Harris, stumbling a bit, accused Biden of leaving 10 million people uncovered and said she’d break up the insurance companies’ status quo. Biden said he’d build on ObamaCare with a public option. But thanks to aggressive questioning by Dana Bash and Jake Tapper, the California senator finally acknowledged that she would wipe out employer-based plans that now cover more than 150 million Americans.
While other candidates like Bill de Blasio and Cory Booker occasionally broke through, CNN initially gave the two top contenders so many rebuttals that it turned into the Joe-and-Kamala-Show. Harris, in fact, spent most of the first hour with her body turned toward Biden.
In an echo of Tuesday’s debate, several of the candidates strongly defended stances on government-run health care and lenient border policy that will be difficult to defend in a matchup with Trump. But this time, Biden, not long-shot candidates, was pushing back, underscoring his status as the left-center establishment guy.
On immigration, Julian Castro dismissed criticism of decriminalizing border crossings by saying that “open borders is a right-wing talking point.”
But when Don Lemon asked Harris whether she was supporting open borders, she completely ignored the question and launched into describing her visit to a private detention facility with 2,700 children. He did not follow up.
The liberal Lemon did get Biden to say he would “absolutely not” repeat Barack Obama’s practice of deporting 800,000 immigrants, a policy that was widely denounced on the left.
Booker and de Blasio did a tag team against Biden when he refused to say whether he had privately advised Obama against the practice, putting him on the defensive.
But Biden stayed in counterpunching mode. When Booker slammed the crime bills that the longtime senator has sponsored since the 1970s, Biden decried the corrupt police department and stop-and-frisk policies when Booker was Newark mayor.
As the debate wore on, Harris faded a bit while Biden remained the center of gravity on the Detroit stage. That’s because the other candidates took turns whacking at his long record, the price of being the frontrunner. The combined assault may have taken its toll in the second hour.
But people like de Blasio, one of the sharpest critics, have no hope of winning the nomination.
In a reprise of their busing battle, Harris insisted her position is different from the one he took in the 1970s. But Biden countered that she took no action as California attorney general against two of the most segregated school districts in America.
Lemon, who was assailed by Trump as “dumb” for calling him a bigot Tuesday night, referred to his “racist tweets” in a question about Baltimore.
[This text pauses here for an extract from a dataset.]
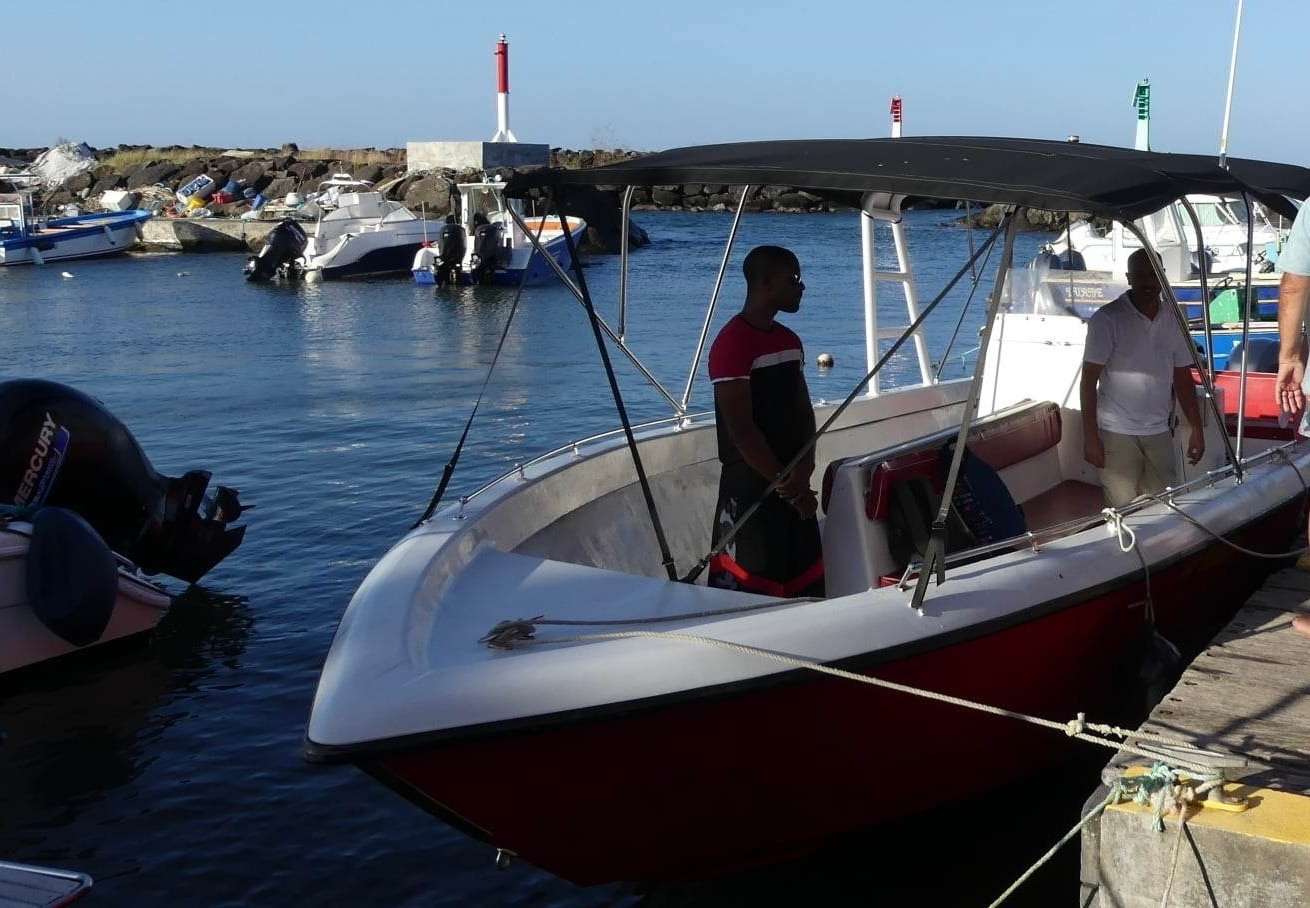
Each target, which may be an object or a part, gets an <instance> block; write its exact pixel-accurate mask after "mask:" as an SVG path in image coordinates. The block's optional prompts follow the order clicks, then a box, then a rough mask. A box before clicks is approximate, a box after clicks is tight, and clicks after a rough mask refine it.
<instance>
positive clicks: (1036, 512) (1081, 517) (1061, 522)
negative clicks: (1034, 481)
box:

But perhaps mindful of the backlash, Lemon stuck to asking contenders how they could heal the racial divide in America.
The second hour was dominated by candidates throwing out their oppo research against their rivals, and Harris bore some of the brunt. But it was hard for viewers to sort out amid the blizzard of accusations.
Kirsten Gillibrand cornered Biden with an old op-ed in which he appeared to question whether women should work outside the home. Harris piled on over his change of position on the Hyde Amendment barring federal funding of abortion.
Biden clearly took some nicks and cuts in the debate, but no one can say he was passive or low energy. Harris tried to stay on the offensive, but she no longer had the advantage of surprise.